Tabs and application state use case

In response to
* Identifying Application State (TAG)
http://lists.w3.org/Archives/Public/public-forms/2011Dec/0051.html
at
http://lists.w3.org/Archives/Public/public-forms/2012Jan/att-0010/2012-01-11.html#topic4
I was assigned action
ACTION-1855 Leigh Klotz to send out tab use case for #! and 
bidirectional binding.

Consider the tabs example from Kurt Cagle et al:
http://en.wikibooks.org/wiki/XForms/Horizontal_File_Tab_Menu

If you want to allow bookmarking a page with a certain tab selected, you
can use server-side logic to populate an instance with the a value from
the Request URI, for example a query string:

    http://example.com/tabbed-page?tab=tab-1

In XForms 1.1 you then need this:

<instance id="query-string"><data xmlns=""><tab ... server side data 
goes here ...></data></instance>

<action ev:event="xforms-ready">
<toggle><case value="instance('query-string')/tab"></toggle>
</action>

A little more is needed because the Wikibooks example lacks tab
highlighting, and it's done with an instance value kept up-to-date on
toggle.  So we must initialize it.

Consider the page here: http://xformstest.org/2010/07/kurt_cagle/index.xml

We would then add something like this:

<action ev:event="xforms-ready">
<setvalue ref="instance('tabset-instance')/@value"
                 value="instance('query-string')/tab" />
<toggle>
<case value="instance('query-string')/tab" />
</toggle>
</action>

With the XForms 2.0 switch/@ref construct, we can go back to either the
setvalue alone or the toggle alone, assuming we have
<switch ref="instance('tabset-instance')/@value">...</switch>

<action ev:event="xforms-ready">
<toggle>
<case value="instance('tabset-instance')/@value" />
</toggle>
</action>

This lets us write an incoming link to a page with a selected tab, but
doesn't give us a way to bookmark the current state as we click around.

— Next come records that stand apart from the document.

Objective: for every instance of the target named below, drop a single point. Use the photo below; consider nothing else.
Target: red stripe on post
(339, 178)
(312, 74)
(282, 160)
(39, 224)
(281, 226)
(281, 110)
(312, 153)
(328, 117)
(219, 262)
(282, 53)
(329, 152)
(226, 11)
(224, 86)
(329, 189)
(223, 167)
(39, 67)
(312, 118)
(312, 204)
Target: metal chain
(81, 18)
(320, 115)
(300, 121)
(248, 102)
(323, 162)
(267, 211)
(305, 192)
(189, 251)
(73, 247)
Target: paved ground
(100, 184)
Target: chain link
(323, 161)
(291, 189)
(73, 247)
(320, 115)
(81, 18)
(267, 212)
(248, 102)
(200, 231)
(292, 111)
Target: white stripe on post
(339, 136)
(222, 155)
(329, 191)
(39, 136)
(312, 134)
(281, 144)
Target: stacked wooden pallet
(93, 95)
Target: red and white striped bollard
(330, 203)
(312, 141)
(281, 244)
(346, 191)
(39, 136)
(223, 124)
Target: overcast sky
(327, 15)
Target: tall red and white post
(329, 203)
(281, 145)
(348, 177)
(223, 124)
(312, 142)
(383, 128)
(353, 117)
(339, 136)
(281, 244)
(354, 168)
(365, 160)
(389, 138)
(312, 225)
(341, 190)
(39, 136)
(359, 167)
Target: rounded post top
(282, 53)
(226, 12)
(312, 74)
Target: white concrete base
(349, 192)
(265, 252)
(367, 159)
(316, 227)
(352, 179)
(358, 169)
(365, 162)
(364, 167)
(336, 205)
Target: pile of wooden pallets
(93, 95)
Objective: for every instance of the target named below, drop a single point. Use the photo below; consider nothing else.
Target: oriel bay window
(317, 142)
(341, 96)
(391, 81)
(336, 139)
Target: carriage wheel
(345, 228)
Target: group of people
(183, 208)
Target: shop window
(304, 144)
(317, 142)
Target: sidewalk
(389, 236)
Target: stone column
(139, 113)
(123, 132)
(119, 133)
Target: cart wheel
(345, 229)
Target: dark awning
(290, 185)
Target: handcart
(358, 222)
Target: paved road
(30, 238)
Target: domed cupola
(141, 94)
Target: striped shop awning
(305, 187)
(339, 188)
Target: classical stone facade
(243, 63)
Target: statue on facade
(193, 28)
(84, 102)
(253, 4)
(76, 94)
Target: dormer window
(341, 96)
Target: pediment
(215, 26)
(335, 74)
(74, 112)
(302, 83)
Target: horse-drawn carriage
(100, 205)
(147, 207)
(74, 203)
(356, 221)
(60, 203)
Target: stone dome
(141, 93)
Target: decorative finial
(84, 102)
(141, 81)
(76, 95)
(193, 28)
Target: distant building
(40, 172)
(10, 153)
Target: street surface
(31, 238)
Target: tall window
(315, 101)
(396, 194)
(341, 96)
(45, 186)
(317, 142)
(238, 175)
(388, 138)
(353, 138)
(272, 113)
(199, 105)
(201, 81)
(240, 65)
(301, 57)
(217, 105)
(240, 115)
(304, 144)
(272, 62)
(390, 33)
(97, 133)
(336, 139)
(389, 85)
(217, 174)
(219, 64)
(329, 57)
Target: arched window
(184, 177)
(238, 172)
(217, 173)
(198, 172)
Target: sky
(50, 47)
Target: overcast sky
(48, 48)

The TAG finding explores ways of keeping track of application state.
One of the more readable discussions referred to by the TAG finding is
the article by Jenni Tennison describing one mechanism, called "hash
URIs", dealing with a common practice involving fragment identifiers.

   http://www.w3.org/QA/2011/05/hash_uris.html

There are trwo advantages of using fragment identifiers
1. they can be read and updated solely on the client
2. semantically they already refer to page parts

Please refer to Jenni's article for more details.

I think we should take a look at the HTML5 history API and the Hashbang
work to see if we can use the events defined there to map to an instance
or function that allows bidirectional binding.  That way, when the user
clicks and the case toggles, and the switch/@ref changes the instance
value, that value propagates back to the location URI automagically.